By now, most of you have heard that Cuba, one of the few remaining Communist countries in the world, had its bid to participate in the World Baseball Classic denied by the U.S. Department of the Treasury because of the embargo. You can read the particulars here. Dick Pound, one of the Olympic world’s heavyweights, said that if the U.S. doesn’t change its mind, then our prospects of hosting international events will be sharply curtailed.
The WBC was baseball’s answer to soccer’s World Cup, and it was meant to showcase the sport on a world stage. There’s European teams playing (yes, even Italy, which would be employing the services of one Michael Piazza, and, who knows, maybe a certain Jason Giambi), Asian teams, and of course, Puerto Rico and the U.S.
But you can’t have a true world championship if one of the best teams isn’t playing. And in baseball, Cuba is one of those teams, if not the best. It’s a little like trying to have a World Series, and excluding the Yankees because you don’t agree with how they run their franchise.

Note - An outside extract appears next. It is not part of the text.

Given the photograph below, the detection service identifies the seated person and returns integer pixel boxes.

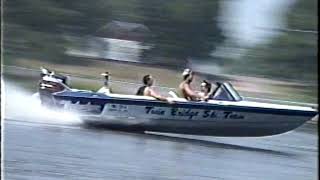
[179,69,205,101]
[97,72,111,94]
[136,75,172,103]
[198,80,214,100]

The WBC is being held hostage to political considerations. This isn’t 1980, but George W. Bush is doing his best at showing us what a second Carter term would have looked like–just like this, only without an edifying commitment to human rights.
We aren’t keeping Cuba from playing because we’re concerned about the lack of liberty in that poor, benighted island; we’re keeping Cuba from showing the world how good its team is because Lincoln Diaz-Balart holds a grudge against Castro, wants to replace Castro as President of Cuba, and because Florida has 26 fat electoral votes. Take away those votes, and John Kerry is president.
Well, no more. Some things shouldn’t be sullied by petty political calculations, and sport is one of them. In his soul-sucking desire to sit on the Sugar-cane Throne, Diaz-Balart is embarrassing this country. I’m not surprised that he’s got the temerity to complain about Cuba’s civil rights abuse while ignoring those in Guantanamo and Abu Ghraib. I’m just surprised that no one’s pointed out the obvious to him: you don’t spread freedom by hiding folks from it.
Then again, I shouldn’t be. These are the same folks, after all, who would save our liberties by extinguishing them.